Open houses are a time-honored tradition in real estate because they give agents a prime opportunity to showcase a for-sale home, meet prospective buyers and schmooze with neighbors who invariably drop by. Many agents are eager to quiz open house attendees about their home-buying plans. "How long have you been looking for a home? Are you working with an agent? Are you pre-qualified for a mortgage?" they ask. Why not turn the tables? An open house can be an opportunity for you to pump a local agent for some information about for-sale homes and the housing market.
Some questions you might want to ask the attending agent:
1. Are you the listing agent for this house? Busy agents sometimes arrange for a partner, colleague or assistant to do the honors at an open house. Don't assume the person on-duty is knowledgeable about the house or has met the sellers. In some states, the person might not even have a real estate license.
2. How long has this home been on the market? Well-priced homes in good condition generally don't last long. Unless the local market is unusually weak, you'll want to know why a particular home has become a "stale listing." Is it overpriced? Are there hidden defects? Was the home involved in an escrow that didn't close?
3. Have the owners received any offers and, if so, why weren't those offers accepted? If the sellers rejected offers that were too low or had onerous contingencies or conditions, you may as well find out before you make the same mistake.

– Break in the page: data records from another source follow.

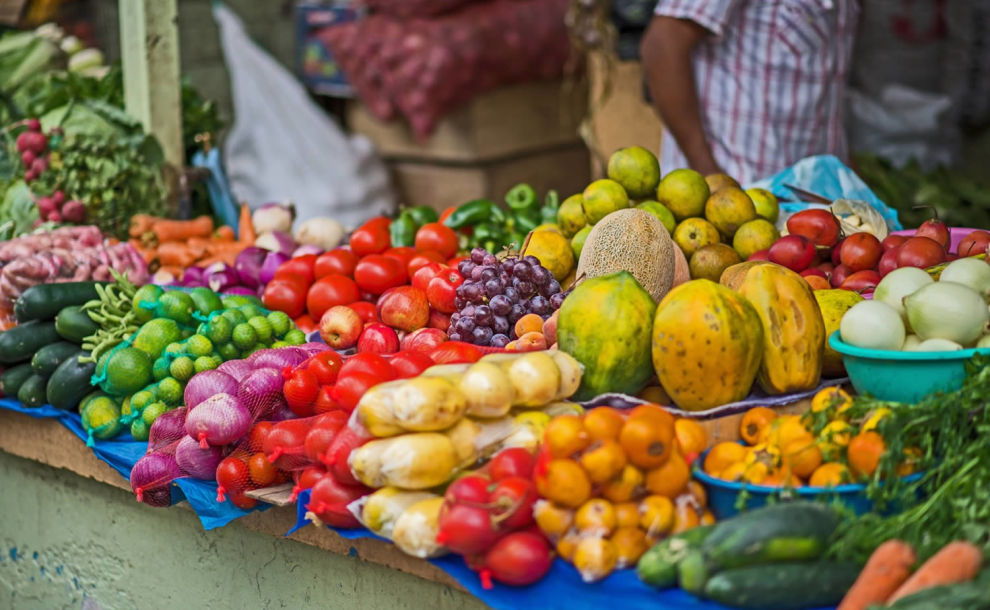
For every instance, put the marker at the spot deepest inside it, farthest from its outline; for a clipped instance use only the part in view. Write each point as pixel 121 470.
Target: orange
pixel 565 483
pixel 722 456
pixel 565 435
pixel 630 543
pixel 755 422
pixel 864 452
pixel 670 478
pixel 624 487
pixel 656 515
pixel 647 436
pixel 603 460
pixel 603 423
pixel 830 474
pixel 690 435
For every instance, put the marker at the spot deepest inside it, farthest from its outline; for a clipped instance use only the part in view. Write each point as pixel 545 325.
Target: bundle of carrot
pixel 174 245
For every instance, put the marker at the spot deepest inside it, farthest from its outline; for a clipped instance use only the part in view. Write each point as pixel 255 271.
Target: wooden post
pixel 149 48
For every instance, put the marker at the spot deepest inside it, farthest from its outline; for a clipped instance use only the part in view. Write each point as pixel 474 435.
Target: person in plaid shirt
pixel 748 87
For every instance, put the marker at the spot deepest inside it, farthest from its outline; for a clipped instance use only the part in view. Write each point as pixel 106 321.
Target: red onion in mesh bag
pixel 195 461
pixel 218 420
pixel 152 476
pixel 207 383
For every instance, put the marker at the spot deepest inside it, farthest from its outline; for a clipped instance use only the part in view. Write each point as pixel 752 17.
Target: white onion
pixel 873 325
pixel 898 284
pixel 971 272
pixel 947 310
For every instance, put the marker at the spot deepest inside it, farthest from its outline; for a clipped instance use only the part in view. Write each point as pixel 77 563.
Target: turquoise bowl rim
pixel 836 342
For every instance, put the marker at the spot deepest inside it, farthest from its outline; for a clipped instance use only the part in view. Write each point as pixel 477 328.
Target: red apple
pixel 423 340
pixel 820 226
pixel 793 251
pixel 861 251
pixel 340 327
pixel 404 308
pixel 921 252
pixel 379 339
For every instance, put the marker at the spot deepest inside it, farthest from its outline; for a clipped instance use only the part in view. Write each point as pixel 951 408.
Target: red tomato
pixel 366 310
pixel 377 273
pixel 329 291
pixel 409 364
pixel 512 462
pixel 326 366
pixel 435 236
pixel 300 266
pixel 403 253
pixel 372 237
pixel 286 294
pixel 422 259
pixel 339 260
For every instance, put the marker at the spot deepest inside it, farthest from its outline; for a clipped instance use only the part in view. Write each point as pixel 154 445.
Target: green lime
pixel 128 371
pixel 198 345
pixel 170 391
pixel 176 305
pixel 140 430
pixel 219 329
pixel 182 368
pixel 147 294
pixel 151 412
pixel 295 337
pixel 101 417
pixel 262 327
pixel 281 322
pixel 244 335
pixel 206 300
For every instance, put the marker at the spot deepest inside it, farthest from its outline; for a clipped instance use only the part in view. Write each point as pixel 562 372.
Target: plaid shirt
pixel 771 80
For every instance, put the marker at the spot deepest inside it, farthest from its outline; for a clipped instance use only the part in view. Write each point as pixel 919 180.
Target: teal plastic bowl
pixel 902 376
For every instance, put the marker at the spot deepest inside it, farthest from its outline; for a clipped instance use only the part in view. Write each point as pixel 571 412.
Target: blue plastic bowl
pixel 722 495
pixel 902 376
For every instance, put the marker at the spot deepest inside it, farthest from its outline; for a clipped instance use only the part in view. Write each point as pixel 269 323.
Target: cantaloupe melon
pixel 631 240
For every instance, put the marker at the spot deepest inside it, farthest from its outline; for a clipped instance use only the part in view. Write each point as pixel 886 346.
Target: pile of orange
pixel 612 484
pixel 822 448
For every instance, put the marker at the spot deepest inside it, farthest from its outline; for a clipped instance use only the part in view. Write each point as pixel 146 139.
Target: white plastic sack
pixel 282 146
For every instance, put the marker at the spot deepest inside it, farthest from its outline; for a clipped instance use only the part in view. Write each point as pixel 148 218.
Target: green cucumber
pixel 658 566
pixel 74 324
pixel 44 301
pixel 783 586
pixel 48 358
pixel 781 532
pixel 32 391
pixel 69 385
pixel 13 378
pixel 22 341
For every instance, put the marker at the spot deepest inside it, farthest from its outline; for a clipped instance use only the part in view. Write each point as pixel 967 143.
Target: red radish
pixel 519 559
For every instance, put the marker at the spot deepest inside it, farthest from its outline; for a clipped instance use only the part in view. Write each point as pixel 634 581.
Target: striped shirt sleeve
pixel 713 15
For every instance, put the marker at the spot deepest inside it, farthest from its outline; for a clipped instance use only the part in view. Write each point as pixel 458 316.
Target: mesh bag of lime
pixel 181 334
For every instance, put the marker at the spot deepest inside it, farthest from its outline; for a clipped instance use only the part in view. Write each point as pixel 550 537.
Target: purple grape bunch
pixel 495 294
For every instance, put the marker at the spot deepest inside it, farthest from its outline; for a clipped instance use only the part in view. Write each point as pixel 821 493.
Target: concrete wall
pixel 71 542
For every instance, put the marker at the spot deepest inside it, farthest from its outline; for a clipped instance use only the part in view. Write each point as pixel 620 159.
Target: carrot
pixel 887 569
pixel 957 562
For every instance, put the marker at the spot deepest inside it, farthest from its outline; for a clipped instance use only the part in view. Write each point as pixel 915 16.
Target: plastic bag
pixel 282 146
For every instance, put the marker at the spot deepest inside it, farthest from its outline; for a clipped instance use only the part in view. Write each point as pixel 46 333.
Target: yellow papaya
pixel 793 329
pixel 707 343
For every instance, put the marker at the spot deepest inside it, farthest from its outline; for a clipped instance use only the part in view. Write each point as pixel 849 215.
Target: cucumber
pixel 658 566
pixel 69 384
pixel 32 391
pixel 781 532
pixel 44 301
pixel 13 378
pixel 783 586
pixel 22 341
pixel 74 324
pixel 48 358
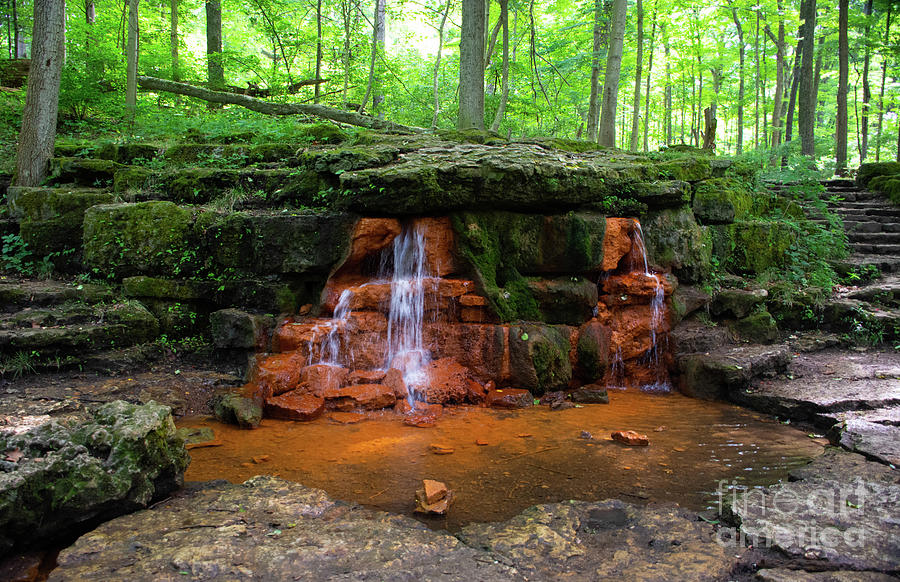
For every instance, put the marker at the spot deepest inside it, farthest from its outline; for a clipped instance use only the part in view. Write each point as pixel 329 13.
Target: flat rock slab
pixel 841 515
pixel 271 529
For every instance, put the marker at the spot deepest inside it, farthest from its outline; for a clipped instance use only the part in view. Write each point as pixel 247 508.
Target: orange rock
pixel 447 382
pixel 440 245
pixel 366 377
pixel 295 406
pixel 617 241
pixel 279 373
pixel 434 490
pixel 509 398
pixel 367 396
pixel 629 437
pixel 320 378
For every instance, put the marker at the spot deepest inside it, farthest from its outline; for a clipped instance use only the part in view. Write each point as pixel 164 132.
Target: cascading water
pixel 410 283
pixel 657 313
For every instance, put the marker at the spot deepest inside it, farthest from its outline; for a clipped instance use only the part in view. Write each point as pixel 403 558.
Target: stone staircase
pixel 872 224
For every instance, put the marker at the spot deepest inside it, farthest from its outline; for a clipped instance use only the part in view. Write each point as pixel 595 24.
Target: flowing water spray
pixel 657 313
pixel 410 282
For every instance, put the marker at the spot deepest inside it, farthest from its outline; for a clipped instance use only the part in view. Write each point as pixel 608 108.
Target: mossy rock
pixel 146 238
pixel 676 242
pixel 868 171
pixel 721 201
pixel 72 476
pixel 752 246
pixel 539 358
pixel 501 248
pixel 759 327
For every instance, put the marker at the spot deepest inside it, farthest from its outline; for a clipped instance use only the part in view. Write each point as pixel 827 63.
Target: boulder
pixel 295 405
pixel 66 478
pixel 539 357
pixel 239 410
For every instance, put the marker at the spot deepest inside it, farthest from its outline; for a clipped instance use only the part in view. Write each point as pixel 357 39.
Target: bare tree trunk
pixel 741 52
pixel 214 66
pixel 437 65
pixel 35 147
pixel 471 66
pixel 887 37
pixel 867 90
pixel 647 92
pixel 607 129
pixel 807 100
pixel 317 92
pixel 594 103
pixel 636 101
pixel 270 108
pixel 667 94
pixel 132 56
pixel 843 79
pixel 501 109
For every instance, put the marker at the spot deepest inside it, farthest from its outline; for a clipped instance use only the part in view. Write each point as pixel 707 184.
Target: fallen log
pixel 269 108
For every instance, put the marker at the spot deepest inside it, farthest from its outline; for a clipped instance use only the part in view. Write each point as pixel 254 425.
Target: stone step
pixel 16 295
pixel 875 237
pixel 863 248
pixel 110 326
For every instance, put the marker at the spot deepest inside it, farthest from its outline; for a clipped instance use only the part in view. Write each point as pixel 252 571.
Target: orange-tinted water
pixel 531 456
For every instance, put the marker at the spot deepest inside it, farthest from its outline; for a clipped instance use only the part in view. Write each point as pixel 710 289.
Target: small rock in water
pixel 434 498
pixel 629 437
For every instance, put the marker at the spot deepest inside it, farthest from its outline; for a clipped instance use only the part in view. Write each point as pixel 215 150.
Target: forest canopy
pixel 683 63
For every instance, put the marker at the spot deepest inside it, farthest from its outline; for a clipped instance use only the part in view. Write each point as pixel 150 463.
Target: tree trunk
pixel 636 101
pixel 807 100
pixel 867 90
pixel 471 66
pixel 501 108
pixel 317 92
pixel 36 139
pixel 214 66
pixel 741 52
pixel 843 79
pixel 594 103
pixel 269 108
pixel 887 38
pixel 607 129
pixel 377 39
pixel 647 91
pixel 667 93
pixel 437 65
pixel 131 66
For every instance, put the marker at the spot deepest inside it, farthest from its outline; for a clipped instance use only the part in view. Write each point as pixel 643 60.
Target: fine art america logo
pixel 813 521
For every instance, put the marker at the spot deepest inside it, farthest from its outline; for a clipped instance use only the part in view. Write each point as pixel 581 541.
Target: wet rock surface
pixel 839 514
pixel 57 478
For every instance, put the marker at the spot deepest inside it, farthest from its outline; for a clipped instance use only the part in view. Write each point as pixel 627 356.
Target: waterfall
pixel 409 282
pixel 657 313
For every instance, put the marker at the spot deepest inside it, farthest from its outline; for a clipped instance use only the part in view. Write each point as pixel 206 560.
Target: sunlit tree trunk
pixel 318 87
pixel 639 58
pixel 471 66
pixel 607 128
pixel 887 37
pixel 807 98
pixel 647 92
pixel 131 65
pixel 437 65
pixel 840 148
pixel 35 146
pixel 867 90
pixel 742 56
pixel 594 103
pixel 214 66
pixel 501 109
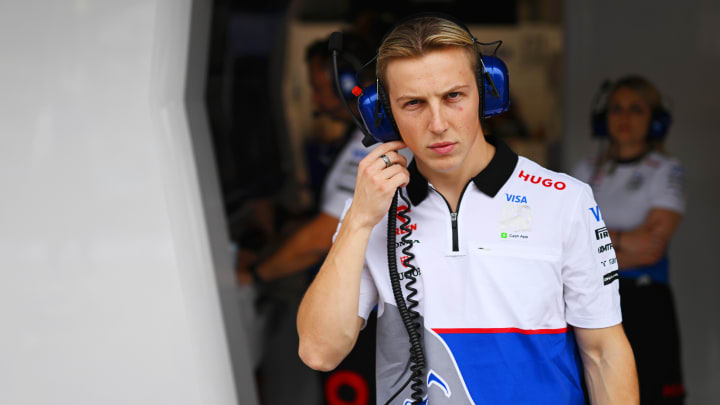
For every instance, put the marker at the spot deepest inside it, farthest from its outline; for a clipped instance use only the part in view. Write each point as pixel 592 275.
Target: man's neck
pixel 451 184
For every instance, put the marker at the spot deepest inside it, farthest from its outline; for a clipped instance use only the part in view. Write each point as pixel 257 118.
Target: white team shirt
pixel 526 258
pixel 627 191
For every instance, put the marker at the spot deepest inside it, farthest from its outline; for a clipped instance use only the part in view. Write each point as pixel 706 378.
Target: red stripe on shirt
pixel 501 330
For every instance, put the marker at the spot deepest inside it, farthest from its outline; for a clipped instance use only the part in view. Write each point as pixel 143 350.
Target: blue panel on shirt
pixel 517 368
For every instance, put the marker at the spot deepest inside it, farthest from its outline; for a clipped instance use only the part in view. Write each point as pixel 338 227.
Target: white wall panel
pixel 108 293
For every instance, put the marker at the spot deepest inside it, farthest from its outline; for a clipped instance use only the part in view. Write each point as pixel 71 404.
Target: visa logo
pixel 516 198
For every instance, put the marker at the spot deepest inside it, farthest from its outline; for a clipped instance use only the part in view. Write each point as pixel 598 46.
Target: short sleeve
pixel 368 290
pixel 589 270
pixel 667 189
pixel 368 294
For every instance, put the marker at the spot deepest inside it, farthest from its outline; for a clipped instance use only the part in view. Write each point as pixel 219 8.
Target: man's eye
pixel 636 109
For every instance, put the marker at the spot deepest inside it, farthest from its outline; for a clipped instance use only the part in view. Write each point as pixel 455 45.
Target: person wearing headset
pixel 510 275
pixel 281 276
pixel 309 244
pixel 640 192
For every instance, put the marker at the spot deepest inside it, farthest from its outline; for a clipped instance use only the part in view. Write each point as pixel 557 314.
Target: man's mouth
pixel 443 147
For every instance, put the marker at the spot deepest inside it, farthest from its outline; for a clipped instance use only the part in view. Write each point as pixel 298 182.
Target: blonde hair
pixel 419 36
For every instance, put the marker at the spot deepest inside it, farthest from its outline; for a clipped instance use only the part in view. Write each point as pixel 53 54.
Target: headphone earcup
pixel 659 124
pixel 598 122
pixel 492 102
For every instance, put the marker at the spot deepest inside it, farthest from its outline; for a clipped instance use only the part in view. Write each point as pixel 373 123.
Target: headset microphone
pixel 335 46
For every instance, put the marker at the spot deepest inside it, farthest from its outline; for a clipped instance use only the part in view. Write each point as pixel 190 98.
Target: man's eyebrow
pixel 450 90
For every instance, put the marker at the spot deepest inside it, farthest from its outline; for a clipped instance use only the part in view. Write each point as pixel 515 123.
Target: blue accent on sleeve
pixel 658 272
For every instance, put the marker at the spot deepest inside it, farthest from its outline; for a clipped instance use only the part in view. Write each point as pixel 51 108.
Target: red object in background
pixel 348 378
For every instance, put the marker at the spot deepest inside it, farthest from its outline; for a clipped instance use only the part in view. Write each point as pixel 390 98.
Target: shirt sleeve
pixel 368 290
pixel 667 189
pixel 582 171
pixel 590 269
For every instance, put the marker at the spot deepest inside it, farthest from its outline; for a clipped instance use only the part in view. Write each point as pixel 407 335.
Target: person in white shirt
pixel 640 192
pixel 513 279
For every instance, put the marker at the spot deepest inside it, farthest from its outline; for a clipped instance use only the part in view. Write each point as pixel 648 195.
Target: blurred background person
pixel 639 191
pixel 282 271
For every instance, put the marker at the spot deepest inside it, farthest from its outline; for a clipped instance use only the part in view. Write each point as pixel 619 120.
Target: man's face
pixel 434 100
pixel 324 97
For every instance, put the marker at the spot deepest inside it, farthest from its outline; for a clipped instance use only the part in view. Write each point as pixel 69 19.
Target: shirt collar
pixel 489 180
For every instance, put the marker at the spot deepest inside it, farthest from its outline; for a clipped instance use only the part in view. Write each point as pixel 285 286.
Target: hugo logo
pixel 559 185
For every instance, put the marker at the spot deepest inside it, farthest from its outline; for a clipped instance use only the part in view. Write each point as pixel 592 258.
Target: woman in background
pixel 639 190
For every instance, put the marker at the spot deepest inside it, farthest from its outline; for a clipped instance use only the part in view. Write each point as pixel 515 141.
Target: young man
pixel 515 269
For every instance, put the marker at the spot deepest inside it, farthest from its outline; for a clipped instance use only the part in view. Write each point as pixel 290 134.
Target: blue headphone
pixel 379 124
pixel 659 122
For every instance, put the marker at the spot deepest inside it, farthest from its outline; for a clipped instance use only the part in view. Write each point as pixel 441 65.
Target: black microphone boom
pixel 335 46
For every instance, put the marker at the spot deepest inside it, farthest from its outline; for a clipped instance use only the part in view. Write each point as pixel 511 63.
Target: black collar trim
pixel 490 180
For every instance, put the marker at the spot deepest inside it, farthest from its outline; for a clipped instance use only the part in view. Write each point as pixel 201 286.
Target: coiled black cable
pixel 407 312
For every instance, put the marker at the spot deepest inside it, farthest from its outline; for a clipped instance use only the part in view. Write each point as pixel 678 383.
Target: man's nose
pixel 438 122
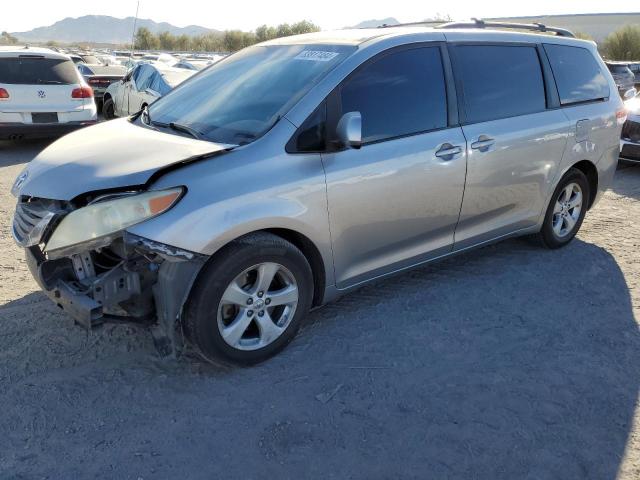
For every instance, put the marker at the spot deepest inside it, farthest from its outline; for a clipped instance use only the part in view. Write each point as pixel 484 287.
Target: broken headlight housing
pixel 111 216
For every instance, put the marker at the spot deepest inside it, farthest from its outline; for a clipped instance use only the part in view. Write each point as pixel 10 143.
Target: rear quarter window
pixel 578 75
pixel 34 70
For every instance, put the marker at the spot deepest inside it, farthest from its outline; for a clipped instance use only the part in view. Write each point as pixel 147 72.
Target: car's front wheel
pixel 566 211
pixel 249 301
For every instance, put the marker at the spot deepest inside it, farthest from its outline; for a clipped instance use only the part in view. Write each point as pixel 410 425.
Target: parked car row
pixel 42 93
pixel 630 142
pixel 141 86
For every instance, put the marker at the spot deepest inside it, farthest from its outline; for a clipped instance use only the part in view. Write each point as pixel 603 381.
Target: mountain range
pixel 110 30
pixel 102 29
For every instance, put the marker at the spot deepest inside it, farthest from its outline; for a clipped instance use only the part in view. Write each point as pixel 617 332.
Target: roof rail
pixel 537 27
pixel 413 24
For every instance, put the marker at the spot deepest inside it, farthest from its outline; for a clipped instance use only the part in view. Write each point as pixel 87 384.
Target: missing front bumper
pixel 152 280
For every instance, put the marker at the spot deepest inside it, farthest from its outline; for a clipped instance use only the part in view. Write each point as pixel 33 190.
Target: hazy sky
pixel 247 15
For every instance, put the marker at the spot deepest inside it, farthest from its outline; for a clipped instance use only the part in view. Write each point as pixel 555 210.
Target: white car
pixel 41 94
pixel 142 86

4. Why are the owners selling this house? Understanding their motivations and needs will help you put together a strong offer that takes their priorities and timetable for moving into consideration. Are the owners relocating out of state? Buying a newly built home that's under construction? In escrow to purchase a larger or smaller residence?
5. What furniture and fixtures are being sold with the house? If you're thinking of buying the home, there's no time like the present to ask whether the dining room chandelier, fancy window coverings and appliances are included. Questionable fixtures and furniture should be itemized in the purchase contract, regardless of any prior conversation.
6. Are any special costs of ownership attached to the property? Is there a homeowner's association that levies dues and assessments? If so, who belongs to the association and who manages its affairs? Is the home located in a special property tax assessment district? If so, how much is the annual tax assessment and how is that money used? Is the home in a flood hazard zone? If so, how much are the annual flood insurance premiums? Are there any other hidden costs of ownership?
7. Are you familiar with other homes on this street and, if so, how does this one compare to the others? A sharp agent might be able to tell you about very recent sales in the neighborhood or other homes that might be coming on the market. If the residence is a tract house, the agent might be able to suggest remodeling ideas he or she has seen in neighboring homes.